Most recently, his team discovered that the daughter mice with PCOS-like symptoms, whose mothers were injected with excess AMH during pregnancy, had altered expression of several genes involved in inflammation. This has led Giacobini to believe that PCOS is actually an inflammatory condition. His team found increased expression of inflammatory genes in the brain, ovaries, liver and fat of the mice, which he says may explain why these organs are all affected by the condition (see “Not just ovaries”, pictured above). This fits with emerging evidence of a link between inflammation and PCOS in people. A 2021 analysis led by Saad Amer at the University of Nottingham, UK, for instance, found that women with PCOS had significantly higher levels of an inflammatory marker called C-reactive protein compared with those without the condition.
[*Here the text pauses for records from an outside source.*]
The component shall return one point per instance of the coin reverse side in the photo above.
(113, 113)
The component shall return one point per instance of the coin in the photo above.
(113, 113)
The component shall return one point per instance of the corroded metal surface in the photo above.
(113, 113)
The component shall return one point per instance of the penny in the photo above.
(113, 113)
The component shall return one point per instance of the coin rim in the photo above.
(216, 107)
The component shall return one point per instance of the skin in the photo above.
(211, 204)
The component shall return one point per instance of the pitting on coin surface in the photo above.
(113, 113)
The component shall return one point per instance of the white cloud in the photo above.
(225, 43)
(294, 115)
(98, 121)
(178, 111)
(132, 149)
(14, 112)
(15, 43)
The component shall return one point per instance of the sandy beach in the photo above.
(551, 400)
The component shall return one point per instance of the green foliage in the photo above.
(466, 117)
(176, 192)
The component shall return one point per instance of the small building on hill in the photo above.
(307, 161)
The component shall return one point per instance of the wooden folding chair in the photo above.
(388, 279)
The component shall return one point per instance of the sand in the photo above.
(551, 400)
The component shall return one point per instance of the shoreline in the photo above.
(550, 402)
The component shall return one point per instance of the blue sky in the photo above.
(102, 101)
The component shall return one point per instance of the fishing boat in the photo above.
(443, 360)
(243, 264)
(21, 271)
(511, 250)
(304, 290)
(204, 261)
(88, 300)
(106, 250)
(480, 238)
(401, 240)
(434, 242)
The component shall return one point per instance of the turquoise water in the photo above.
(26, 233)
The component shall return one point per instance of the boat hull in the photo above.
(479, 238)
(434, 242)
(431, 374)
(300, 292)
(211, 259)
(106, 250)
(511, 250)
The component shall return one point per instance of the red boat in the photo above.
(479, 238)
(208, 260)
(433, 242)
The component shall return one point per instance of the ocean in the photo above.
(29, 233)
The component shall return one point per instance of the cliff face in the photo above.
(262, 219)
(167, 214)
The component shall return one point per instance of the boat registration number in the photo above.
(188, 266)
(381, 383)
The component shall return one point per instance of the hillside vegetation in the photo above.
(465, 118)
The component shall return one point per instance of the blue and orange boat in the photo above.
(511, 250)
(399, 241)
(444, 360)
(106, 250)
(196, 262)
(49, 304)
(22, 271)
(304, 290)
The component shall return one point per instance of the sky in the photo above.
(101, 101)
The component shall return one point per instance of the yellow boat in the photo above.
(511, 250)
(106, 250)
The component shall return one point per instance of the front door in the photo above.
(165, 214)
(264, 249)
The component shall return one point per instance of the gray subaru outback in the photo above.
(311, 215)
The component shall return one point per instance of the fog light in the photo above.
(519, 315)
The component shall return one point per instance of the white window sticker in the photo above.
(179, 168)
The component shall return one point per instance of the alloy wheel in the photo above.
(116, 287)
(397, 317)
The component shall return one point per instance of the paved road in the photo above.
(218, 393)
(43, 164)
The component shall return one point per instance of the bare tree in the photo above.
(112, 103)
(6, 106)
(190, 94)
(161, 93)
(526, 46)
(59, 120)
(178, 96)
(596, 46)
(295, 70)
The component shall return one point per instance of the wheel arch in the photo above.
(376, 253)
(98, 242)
Could these findings lead to new treatments? Giacobini’s team has spent the past few years developing drugs to lower AMH levels. The researchers are about to test these in mice, before hopefully progressing to human trials. “But we need to be very cautious because there are AMH receptors in different parts of the brain and a range of organs,” he says. “We cannot predict yet whether such treatment may trigger undesirable side effects until we fully comprehend the role of AMH in all those organs.” Interestingly, AMH declines with age, which may explain why some with PCOS who were unable to conceive naturally in their 20s and 30s are able to do so in their 40s, when their AMH levels fall into the normal fertility range, says Giacobini. This delayed fertility window could also be the reason why those with PCOS reach menopause four years later than average.

Another treatment option may be drugs that correct the altered expression of inflammatory and other genes implicated in PCOS, says Giacobini. Last year, his team showed that PCOS-like symptoms could be reversed in female mice by giving them a drug called S-adenosylmethionine that corrected the altered gene expressions. This drug couldn’t be safely given to people because it affects too many other genes, but it may be possible to develop more tailored treatments in the future, says Giacobini.

Teede says these approaches are worth pursuing, but cautions against extrapolating too far from animal studies. “PCOS is not caused by one mechanism, it’s multiple mechanisms that add up together,” she says. “If you’ve got an animal model that uses one mechanism to induce a PCOS-like status, you might be able to reverse that one mechanism, but treating a complex multifactorial condition in humans is harder.”

Misleading moniker

Is it time to rename polycystic ovary syndrome? There is a growing push to do so since it is now recognised as a whole-body condition, people can be diagnosed with it even if they don’t have “polycystic” ovaries and we now know that the “cysts” are undeveloped eggs, not actual cysts.

“We desperately need a name change,” says Helena Teede at Monash University in Melbourne, Australia. “The name should reflect what it actually is. Having a name around the ovaries misses the diversity of the condition.”

Teede and her colleagues are consulting health professionals and people with the condition to agree on a new name – the most preferred one at this stage is “reproductive metabolic syndrome”.

They hope to formalise this name change in the middle of this year when they release an updated version of the international guidelines on the diagnosis and treatment of the condition.